Modern Marketing Use Case: This Internet Millionaire Has a New Deal For You

Tim Rogers:

At length, after a bit of business talk that maybe resembled a cousin of an actual breakfast meeting, Rutledge blurted out a question that had been troubling him: “Why did you buy Woot?”
 
 For the uninitiated, the term “woot” is an expression of joy that sprang from online role-playing games, a portmanteau of “wow” and “loot.” Rutledge had bought the web address Woot.com in 2003 for $6,000, and the next year launched a site that sold stuff in a way no one had ever tried. Woot offered only one item per day, usually a gadget but maybe a wheel of cheese, and priced it so low that it oftentimes sold out in a matter of hours. When the items didn’t sell out, Woot put them in a Bag of Crap, a bundle that users bought blindly. Customer service pretty much began and ended with the suggestion that the customer put any unwanted or defective item on eBay.
 
 Woot violated nearly every precept of retail. And it was wildly successful. Each weekday just after midnight Central Standard, a new item went up. It was an event. The site attracted a community of geeks who once flooded its discussion forum with 452 comments about a power adapter. At its height, Woot attracted 1 million daily visitors, to whom Rutledge was something of a rock star. By 2008, annual sales had eclipsed $164 million, and Inc. magazine named Woot the fastest-growing private retailer in the country (and the fastest-growing private company in North Texas). At that point, Amazon had already invested in the company. Then it bought the whole thing.
 
 So there sat Bezos at the breakfast table, faced with a question for which he was apparently unprepared. Many painful seconds passed without an answer. Rutledge let the pause lengthen as long as he could bear it and was just about to tell his host to forget it, when Bezos finally spoke.
 
 He looked down at his plate.

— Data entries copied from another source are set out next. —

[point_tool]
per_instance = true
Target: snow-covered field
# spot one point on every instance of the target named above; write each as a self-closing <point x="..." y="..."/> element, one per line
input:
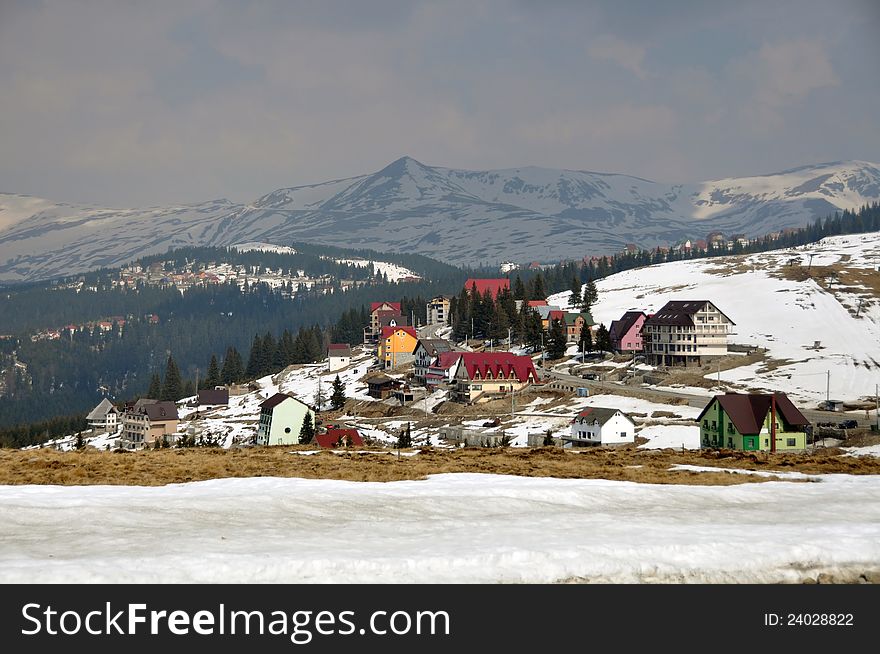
<point x="449" y="528"/>
<point x="786" y="317"/>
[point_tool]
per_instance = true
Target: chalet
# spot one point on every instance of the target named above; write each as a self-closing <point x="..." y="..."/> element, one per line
<point x="438" y="310"/>
<point x="337" y="437"/>
<point x="281" y="419"/>
<point x="601" y="426"/>
<point x="626" y="333"/>
<point x="483" y="376"/>
<point x="379" y="386"/>
<point x="148" y="421"/>
<point x="494" y="286"/>
<point x="338" y="356"/>
<point x="213" y="397"/>
<point x="104" y="417"/>
<point x="752" y="421"/>
<point x="441" y="369"/>
<point x="426" y="351"/>
<point x="377" y="311"/>
<point x="396" y="345"/>
<point x="686" y="332"/>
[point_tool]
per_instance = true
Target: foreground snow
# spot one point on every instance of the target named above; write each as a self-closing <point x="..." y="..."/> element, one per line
<point x="449" y="528"/>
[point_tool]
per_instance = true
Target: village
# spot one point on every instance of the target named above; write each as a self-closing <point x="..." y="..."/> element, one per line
<point x="410" y="385"/>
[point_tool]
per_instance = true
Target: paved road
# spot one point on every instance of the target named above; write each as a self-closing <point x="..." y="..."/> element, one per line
<point x="700" y="401"/>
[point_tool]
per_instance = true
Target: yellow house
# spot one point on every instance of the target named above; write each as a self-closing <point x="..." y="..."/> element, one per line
<point x="396" y="346"/>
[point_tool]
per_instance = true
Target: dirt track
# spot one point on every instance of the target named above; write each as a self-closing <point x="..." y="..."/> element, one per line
<point x="159" y="467"/>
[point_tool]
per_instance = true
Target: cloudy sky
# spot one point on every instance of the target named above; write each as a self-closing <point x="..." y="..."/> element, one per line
<point x="139" y="103"/>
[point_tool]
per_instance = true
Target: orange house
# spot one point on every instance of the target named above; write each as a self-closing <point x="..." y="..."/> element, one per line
<point x="396" y="346"/>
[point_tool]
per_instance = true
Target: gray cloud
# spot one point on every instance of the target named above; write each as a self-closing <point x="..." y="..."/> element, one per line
<point x="149" y="103"/>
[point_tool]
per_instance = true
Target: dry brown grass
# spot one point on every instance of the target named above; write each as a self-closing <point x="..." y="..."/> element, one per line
<point x="159" y="467"/>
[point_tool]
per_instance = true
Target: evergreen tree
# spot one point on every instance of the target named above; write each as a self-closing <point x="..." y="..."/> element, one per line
<point x="255" y="359"/>
<point x="575" y="300"/>
<point x="337" y="398"/>
<point x="213" y="378"/>
<point x="557" y="343"/>
<point x="155" y="390"/>
<point x="537" y="291"/>
<point x="307" y="431"/>
<point x="590" y="295"/>
<point x="586" y="342"/>
<point x="603" y="339"/>
<point x="519" y="289"/>
<point x="404" y="440"/>
<point x="172" y="385"/>
<point x="232" y="371"/>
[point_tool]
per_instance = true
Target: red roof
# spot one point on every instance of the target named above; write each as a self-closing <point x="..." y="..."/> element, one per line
<point x="494" y="286"/>
<point x="388" y="331"/>
<point x="496" y="363"/>
<point x="331" y="438"/>
<point x="393" y="305"/>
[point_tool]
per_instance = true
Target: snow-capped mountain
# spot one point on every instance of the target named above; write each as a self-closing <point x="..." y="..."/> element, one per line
<point x="459" y="216"/>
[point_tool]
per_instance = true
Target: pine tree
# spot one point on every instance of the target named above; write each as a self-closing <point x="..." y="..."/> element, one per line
<point x="575" y="301"/>
<point x="255" y="359"/>
<point x="155" y="389"/>
<point x="337" y="398"/>
<point x="537" y="291"/>
<point x="307" y="431"/>
<point x="172" y="385"/>
<point x="603" y="339"/>
<point x="586" y="342"/>
<point x="213" y="377"/>
<point x="404" y="440"/>
<point x="590" y="295"/>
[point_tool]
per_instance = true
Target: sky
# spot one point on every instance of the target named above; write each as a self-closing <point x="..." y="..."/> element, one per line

Bezos had ordered a dish called Tom’s Big Breakfast, a preparation of Mediterranean octopus that includes potatoes, bacon, green garlic yogurt, and a poached egg. “You’re the octopus that I’m having for breakfast,” Rutledge remembers Bezos saying. “When I look at the menu, you’re the thing I don’t understand, the thing I’ve never had. I must have the breakfast octopus.”
 
 Not until Rutledge had returned to Dallas and related the story to his anxious employees—now Amazon’s employees—did he realize just how absurd that explanation sounded. Before it can be eaten, generally, the breakfast octopus must be killed.